Reading street signs for self driving cars is a mission-critical application of Deep Learning driven OCR. Photo credit: Gado Images.

Beyond that, OCR is a microcosm of the rapidly evolving world of AI. For most of its 100+ year history, OCR worked in essentially the same way. Techniques got better, computers got faster, but nothing fundamental changed. And nothing really improved, either. Then, in a few short years, Deep Learning came along and blew everything up. A century of incremental improvements were beaten out by a few years of machine learning.

What Does it Mean For Me?

If you work in any AI field — or coding, medicine or the law, for that matter — Deep Learning has either already arrived or will be there shortly. Don’t be surprised if problems which have plagued your field for decades, especially ones involving repeatable patterns, are suddenly tractable. And if you’re in a job that relies on solving those problems the old-fashioned way, don’t be surprised if a neural network suddenly becomes your strongest competition.

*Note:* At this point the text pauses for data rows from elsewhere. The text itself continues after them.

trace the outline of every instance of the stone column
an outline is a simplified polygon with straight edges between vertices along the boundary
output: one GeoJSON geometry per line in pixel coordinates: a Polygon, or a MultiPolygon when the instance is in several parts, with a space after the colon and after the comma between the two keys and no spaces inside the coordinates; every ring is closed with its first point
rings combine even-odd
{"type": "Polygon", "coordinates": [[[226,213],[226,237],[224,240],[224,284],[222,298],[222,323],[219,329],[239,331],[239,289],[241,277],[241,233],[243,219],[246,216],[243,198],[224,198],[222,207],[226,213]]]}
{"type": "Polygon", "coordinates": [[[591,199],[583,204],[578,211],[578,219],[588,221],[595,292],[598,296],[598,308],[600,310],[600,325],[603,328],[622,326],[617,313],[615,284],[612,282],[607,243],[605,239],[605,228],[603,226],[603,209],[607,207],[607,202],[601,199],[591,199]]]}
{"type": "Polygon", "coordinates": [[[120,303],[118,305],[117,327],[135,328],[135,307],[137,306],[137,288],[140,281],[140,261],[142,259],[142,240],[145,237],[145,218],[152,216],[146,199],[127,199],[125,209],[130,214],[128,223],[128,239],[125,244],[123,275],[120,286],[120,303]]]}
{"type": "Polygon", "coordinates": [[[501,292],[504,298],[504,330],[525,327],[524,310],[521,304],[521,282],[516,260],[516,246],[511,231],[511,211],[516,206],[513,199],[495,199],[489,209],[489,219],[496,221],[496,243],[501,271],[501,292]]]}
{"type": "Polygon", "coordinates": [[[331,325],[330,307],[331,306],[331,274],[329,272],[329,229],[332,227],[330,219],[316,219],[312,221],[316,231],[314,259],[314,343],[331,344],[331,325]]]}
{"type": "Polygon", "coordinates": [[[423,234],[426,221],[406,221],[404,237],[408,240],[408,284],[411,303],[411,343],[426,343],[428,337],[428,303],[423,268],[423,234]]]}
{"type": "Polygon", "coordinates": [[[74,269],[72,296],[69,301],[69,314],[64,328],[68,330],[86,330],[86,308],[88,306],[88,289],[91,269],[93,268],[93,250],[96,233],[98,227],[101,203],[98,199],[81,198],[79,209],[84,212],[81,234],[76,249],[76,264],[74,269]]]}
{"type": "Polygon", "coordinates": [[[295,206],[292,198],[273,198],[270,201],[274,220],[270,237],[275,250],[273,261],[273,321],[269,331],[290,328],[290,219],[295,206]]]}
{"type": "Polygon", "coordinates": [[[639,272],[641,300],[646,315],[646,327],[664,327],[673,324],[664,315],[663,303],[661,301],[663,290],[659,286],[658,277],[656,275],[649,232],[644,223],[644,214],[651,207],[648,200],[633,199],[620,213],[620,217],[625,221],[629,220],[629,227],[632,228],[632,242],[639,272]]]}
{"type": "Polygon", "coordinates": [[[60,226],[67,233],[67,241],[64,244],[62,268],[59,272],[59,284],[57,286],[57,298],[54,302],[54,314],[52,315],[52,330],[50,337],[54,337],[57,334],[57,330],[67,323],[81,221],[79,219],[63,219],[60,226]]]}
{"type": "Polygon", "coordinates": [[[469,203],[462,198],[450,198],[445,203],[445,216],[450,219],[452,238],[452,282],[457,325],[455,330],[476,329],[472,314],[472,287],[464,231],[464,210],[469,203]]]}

In the end, Deep Learning isn’t something to be feared. OCR and the resulting searchable text makes lots of jobs easier, from organizing photo archives to digitizing a handwritten sales pitch. But neural networks can’t preserve a physical photo or write that compelling pitch in the first place. And likewise, neural networks can help diagnose cancer, but they can’t interact with and treat a patient.

Deep Learning is a tool. It’s powerful, and there’s some functions it can replace outright, like transcribing text from a document. But it’s even more powerful when it’s combined with — and leveraged by — smart humans. So even if you’re not a programmer, learn about Deep Learning. Delve into the tech, figure out how it’s being used in your field, and maybe even try it out for yourself. You might be surprised by how powerful a tool it is.